Lo mismo cabe decir de las medidas que pretenden acabar con el déficit de tarifa que generan abusivamente las compañías eléctricas -en su conjunto- para engordar sus ingresos reconocidos o con una interpretación arbitraria del tráfico de CO2. Estas dos últimas medidas estaban previstas antes de que el grupo alemán E.ON irrumpiera en el mercado con una OPA sobre Endesa que mejora con creces la de Gas Natural -cuya racanería económica han puesto en evidencia- y que resulta mucho más atractiva para los accionistas.
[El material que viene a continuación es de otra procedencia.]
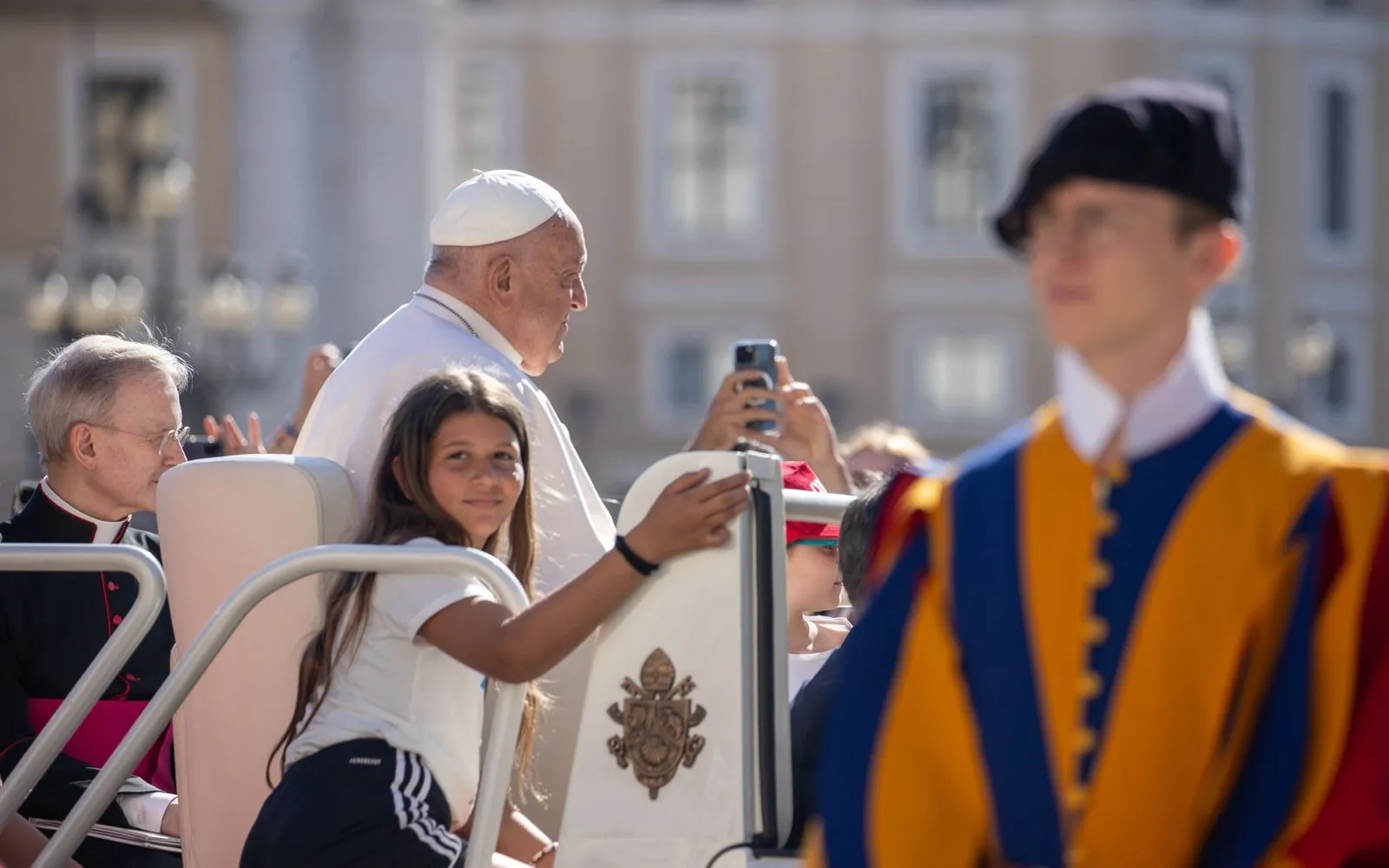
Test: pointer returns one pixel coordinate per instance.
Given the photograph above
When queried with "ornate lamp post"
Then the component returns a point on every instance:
(236, 333)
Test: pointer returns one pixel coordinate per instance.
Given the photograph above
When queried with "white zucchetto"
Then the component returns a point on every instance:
(493, 207)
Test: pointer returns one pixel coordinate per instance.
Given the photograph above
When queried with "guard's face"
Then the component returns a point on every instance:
(1109, 267)
(129, 450)
(550, 278)
(476, 472)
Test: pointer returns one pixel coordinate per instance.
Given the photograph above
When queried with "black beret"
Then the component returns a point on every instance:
(1168, 135)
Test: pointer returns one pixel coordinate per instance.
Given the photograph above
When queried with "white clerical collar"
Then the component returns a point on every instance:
(444, 306)
(104, 531)
(1168, 410)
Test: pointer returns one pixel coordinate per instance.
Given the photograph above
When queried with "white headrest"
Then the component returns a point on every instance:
(220, 521)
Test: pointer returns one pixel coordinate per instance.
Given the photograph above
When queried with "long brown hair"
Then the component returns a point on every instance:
(403, 510)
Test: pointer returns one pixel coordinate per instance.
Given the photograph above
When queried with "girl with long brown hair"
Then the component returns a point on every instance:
(381, 757)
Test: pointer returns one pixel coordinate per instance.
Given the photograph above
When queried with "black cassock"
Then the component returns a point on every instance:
(52, 627)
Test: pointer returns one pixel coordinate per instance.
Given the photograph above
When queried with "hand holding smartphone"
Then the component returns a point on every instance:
(759, 356)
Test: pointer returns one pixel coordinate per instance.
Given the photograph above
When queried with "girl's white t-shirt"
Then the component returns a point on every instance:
(800, 668)
(402, 689)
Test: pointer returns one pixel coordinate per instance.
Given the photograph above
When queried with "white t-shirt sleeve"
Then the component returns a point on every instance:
(407, 601)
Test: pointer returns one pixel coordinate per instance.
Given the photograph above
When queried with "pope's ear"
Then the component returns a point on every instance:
(499, 279)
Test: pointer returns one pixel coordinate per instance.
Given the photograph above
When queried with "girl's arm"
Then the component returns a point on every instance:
(518, 839)
(485, 636)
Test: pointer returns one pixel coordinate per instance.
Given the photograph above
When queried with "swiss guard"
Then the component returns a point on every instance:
(1148, 627)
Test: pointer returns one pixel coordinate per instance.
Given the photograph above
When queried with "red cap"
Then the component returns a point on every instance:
(798, 476)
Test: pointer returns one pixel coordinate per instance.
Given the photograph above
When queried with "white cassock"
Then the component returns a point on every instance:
(349, 420)
(432, 331)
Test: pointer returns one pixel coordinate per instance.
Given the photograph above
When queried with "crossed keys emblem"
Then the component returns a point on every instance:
(656, 717)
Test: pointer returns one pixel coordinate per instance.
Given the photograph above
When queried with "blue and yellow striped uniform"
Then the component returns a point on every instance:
(1153, 666)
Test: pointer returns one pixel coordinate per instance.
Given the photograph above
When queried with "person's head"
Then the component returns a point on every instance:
(510, 247)
(856, 531)
(104, 413)
(455, 465)
(1127, 215)
(882, 448)
(813, 582)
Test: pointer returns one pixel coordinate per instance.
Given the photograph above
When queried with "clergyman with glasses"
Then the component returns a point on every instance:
(106, 416)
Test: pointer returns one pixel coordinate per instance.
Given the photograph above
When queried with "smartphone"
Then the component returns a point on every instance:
(759, 356)
(201, 446)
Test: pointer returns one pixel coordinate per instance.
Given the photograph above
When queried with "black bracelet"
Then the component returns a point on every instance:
(635, 560)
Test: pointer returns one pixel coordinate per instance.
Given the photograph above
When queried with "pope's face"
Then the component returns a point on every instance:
(549, 284)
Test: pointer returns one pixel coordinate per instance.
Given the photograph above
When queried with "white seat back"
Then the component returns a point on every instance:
(220, 521)
(668, 773)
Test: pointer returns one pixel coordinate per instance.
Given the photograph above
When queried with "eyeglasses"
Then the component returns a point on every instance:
(160, 441)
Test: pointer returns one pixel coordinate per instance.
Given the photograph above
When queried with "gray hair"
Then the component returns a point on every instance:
(80, 382)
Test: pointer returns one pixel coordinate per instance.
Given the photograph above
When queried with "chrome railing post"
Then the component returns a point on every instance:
(106, 666)
(816, 506)
(502, 740)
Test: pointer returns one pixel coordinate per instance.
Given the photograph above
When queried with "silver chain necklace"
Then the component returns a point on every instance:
(465, 324)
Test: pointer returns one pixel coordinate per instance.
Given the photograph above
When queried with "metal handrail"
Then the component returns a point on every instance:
(814, 506)
(502, 740)
(106, 666)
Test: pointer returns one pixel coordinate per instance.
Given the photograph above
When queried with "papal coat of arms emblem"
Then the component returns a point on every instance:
(656, 720)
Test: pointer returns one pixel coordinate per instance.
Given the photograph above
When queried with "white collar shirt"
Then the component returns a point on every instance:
(1175, 406)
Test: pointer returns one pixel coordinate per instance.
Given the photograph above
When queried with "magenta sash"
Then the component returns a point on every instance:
(99, 735)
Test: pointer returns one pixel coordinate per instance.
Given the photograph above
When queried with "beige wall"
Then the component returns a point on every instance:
(39, 55)
(833, 285)
(833, 254)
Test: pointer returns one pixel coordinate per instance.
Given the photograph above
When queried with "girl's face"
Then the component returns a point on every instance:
(476, 472)
(813, 576)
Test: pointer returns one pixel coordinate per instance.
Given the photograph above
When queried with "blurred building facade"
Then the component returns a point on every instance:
(814, 171)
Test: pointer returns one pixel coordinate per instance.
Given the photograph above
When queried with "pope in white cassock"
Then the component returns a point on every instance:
(504, 279)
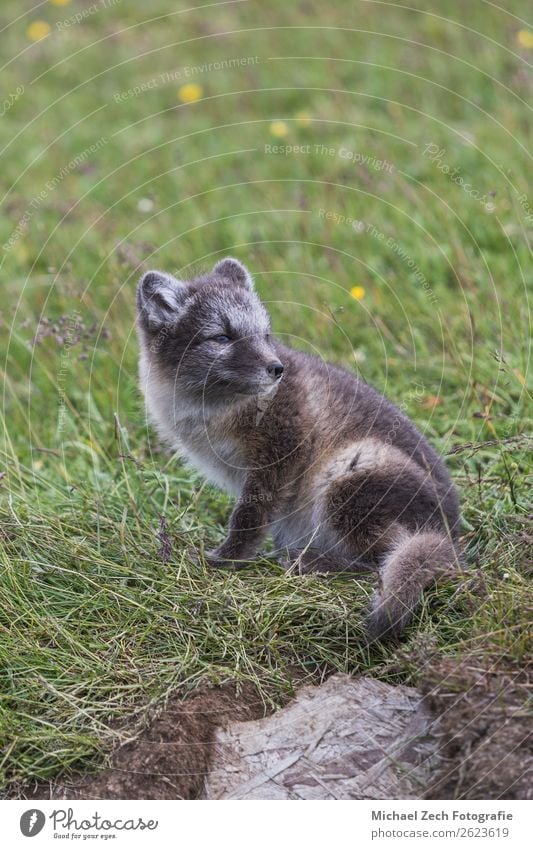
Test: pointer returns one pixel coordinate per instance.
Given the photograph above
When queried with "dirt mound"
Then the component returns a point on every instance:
(485, 729)
(350, 738)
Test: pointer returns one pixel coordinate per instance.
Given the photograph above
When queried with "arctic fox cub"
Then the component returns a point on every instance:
(338, 476)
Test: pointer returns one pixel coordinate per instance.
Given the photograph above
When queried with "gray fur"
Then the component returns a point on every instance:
(312, 455)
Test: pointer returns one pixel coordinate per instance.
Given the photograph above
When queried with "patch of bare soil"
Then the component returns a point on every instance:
(484, 729)
(349, 738)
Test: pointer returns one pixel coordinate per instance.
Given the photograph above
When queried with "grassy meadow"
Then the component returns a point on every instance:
(369, 162)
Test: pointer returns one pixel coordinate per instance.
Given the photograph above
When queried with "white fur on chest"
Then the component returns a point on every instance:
(201, 442)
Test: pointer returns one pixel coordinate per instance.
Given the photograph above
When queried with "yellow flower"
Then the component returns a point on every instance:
(278, 129)
(38, 30)
(303, 119)
(190, 93)
(525, 38)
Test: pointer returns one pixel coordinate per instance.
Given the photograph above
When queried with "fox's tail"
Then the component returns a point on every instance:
(414, 563)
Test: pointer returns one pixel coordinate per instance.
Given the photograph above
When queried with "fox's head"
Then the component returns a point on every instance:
(210, 336)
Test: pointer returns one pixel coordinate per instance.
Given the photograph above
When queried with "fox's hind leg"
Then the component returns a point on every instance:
(396, 515)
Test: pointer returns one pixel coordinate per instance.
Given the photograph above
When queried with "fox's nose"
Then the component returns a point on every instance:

Pero las decisiones técnicas y económicas no pueden ser deslindadas de los condicionantes políticos. El Gobierno español sostiene un modelo empresarial para el mercado energético que choca frontalmente con la compra de Endesa por E.ON. El Ejecutivo invoca para ello que sus obligaciones con los usuarios y ciudadanos en general, a los que debe garantizar un servicio eléctrico eficiente, no pueden resolverse con meras invocaciones al mercado en tiempos de gran incertidumbre energética. Y más cuando el mercado que se invoca no lo es tanto. No es precisamente Alemania un modelo de mercado energético abierto ni un ejemplo de transparencia en la gestión de sus empresas estratégicas, como demuestra esa protección indirecta impuesta a los activos de E.ON.
Pero en este complejo juego de intereses y deberes, el Gobierno español no debe cometer el error de crear un conflicto con las autoridades comunitarias, que ya han advertido de que seguirán atentamente sus decisiones. Una cosa es que el tejido empresarial español sea capaz de generar ofertas mejores que la de E.ON -esto es, más atractivas para los accionistas de Endesa- y otra ponerse a cavar trincheras en los Pirineos. Desgraciadamente, los reales decretos aprobados ayer suenan a una declaración de guerra que el Gobierno debería evitar. Todas las decisiones de la administración deben respetar el marco legal comunitario. No es inteligente ni barato entrar en una guerra legal con Europa, ni sembrar tensiones innecesarias con Alemania.
Las iniciativas legítimas deben ser debatidas con Bruselas y Berlín en el bien entendido de que el mercado unificado europeo es hoy un puzzle imperfecto, compuesto de mercados controlados con distintos grados de nacionalismo por los gobiernos de turno y que sólo puede mejorarse y ampliarse mediante la negociación. Hay un camino, estrecho e incómodo si se quiere, entre la aceptación ingenua del mercado como única guía en operaciones estratégicas y el enroque en el principio de "las empresas españolas para los españoles". Hay que esperar que el Gobierno acierte a transitar por él.